Dobzinsky referma avec un bruit sec le volume, et me le tendit dramatiquement par-dessus le bureau : « Mon jeune ami, on ne s’assied pas à la même table que les renégats »… Je mis quelques secondes à comprendre : la présence de Pierre, qui honorait cet ensemble, venait de lui sauter au visage comme un crapaud, une insulte impardonnable à sa conscience d’apparatchik. « D’ailleurs il est six heures », ajouta cet honnête fonctionnaire en se levant, les yeux fixés à la pendule, pour me pousser vers la sortie. J’étais abasourdi ; découragé, j’enterrais le volume et bazardais la bande magnétique où figurait la contribution de Berque, à jamais perdue. Ce colloque, en 1978, était prématuré ; je revois Jean Ricardou, le compagnon d’Edith Heurgon, rencontré à Grenoble et me soutenant en face de sa voix de pion, au restaurant où nous dinions, que « Aragon n’est pas un écrivain ». Et je revois surtout Ristat, tout sourire envers moi, mais manoeuvrant en coulisse pour torpiller méticuleusement ce colloque qui aurait pu, sait-on jamais, plaire à son maître ou lui faire un peu d’ombre…
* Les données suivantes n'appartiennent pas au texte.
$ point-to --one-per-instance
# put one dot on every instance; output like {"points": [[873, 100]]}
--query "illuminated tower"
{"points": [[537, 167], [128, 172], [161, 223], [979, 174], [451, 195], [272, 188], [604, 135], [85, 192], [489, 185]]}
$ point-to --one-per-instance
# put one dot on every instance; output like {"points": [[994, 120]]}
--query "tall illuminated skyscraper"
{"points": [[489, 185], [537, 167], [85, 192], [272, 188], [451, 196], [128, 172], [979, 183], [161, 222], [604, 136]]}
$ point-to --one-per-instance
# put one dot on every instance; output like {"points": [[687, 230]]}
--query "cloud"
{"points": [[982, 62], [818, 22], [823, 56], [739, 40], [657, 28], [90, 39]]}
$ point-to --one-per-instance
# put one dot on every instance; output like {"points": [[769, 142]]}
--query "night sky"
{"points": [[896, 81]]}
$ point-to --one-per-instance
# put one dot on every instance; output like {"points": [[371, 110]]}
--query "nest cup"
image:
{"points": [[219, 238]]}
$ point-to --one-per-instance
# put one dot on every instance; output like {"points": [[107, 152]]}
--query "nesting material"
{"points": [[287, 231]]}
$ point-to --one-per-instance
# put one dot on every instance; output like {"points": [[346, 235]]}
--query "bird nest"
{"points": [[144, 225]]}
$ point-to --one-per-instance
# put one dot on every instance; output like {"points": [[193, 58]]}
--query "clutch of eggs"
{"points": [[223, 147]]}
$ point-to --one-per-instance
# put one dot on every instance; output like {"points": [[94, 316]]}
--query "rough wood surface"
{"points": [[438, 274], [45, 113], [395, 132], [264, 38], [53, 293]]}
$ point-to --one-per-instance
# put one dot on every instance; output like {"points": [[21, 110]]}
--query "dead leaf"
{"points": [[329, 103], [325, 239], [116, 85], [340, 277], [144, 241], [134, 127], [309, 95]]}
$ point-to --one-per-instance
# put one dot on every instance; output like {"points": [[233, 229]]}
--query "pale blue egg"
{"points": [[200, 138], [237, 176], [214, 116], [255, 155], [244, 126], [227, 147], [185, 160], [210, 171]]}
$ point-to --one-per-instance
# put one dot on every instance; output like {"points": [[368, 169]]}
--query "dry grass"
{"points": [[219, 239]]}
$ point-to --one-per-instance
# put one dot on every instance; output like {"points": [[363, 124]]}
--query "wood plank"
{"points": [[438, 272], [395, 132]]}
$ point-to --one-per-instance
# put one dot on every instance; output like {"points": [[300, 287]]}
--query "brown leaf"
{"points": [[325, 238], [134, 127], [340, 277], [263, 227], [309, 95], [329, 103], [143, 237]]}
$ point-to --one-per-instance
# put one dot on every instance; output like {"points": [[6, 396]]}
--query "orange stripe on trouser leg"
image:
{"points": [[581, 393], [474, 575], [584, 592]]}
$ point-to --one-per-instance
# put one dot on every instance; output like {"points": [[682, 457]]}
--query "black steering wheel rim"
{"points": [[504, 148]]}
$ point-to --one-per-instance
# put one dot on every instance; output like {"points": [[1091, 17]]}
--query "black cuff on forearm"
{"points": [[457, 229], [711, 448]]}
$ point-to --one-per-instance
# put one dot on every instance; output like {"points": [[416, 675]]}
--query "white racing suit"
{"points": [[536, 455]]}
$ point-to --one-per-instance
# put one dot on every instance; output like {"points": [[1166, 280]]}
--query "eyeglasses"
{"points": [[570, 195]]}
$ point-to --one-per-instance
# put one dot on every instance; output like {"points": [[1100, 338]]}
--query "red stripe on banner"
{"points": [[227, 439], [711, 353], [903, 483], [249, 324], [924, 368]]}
Nul ne lira jamais Le Mouvement-Aragon ; ses participants, parfois jeunes, y auront glané des raisons d’aimer notre auteur au-delà des appartenances, des calculs d’influence ou des coups tordus. Nous y étions venus pour le plaisir de parler d’un auteur vénéré, autour duquel échanger nos raisons, nos passions. Pierre était de ceux-là, avec nous : il entrait fraternellement dans cette mêlée, riche de son livre et de toutes ses années passées aux côtés de Louis, il témoignait, sans fierté ni arrogance paticulières. Je ne l’ai pas souvent revu, chez lui une fois dans cet appartement du XII° arrondissement croulant de livres, puis à New York pour un colloque en 2000 (avec Ristat ! et aussi Madame Dominique Desanti, improbable melting pot), à l’ITEM enfin pour une séance Picasso/« Ecrits sur l’art moderne » à laquelle participaient aussi Christine Piot, Jacques Leenhardt… Sa voix s’était faite plus sourde, un peu cassée. De sa présence massive, têtue, tenant modestement sa place, Pierre était là.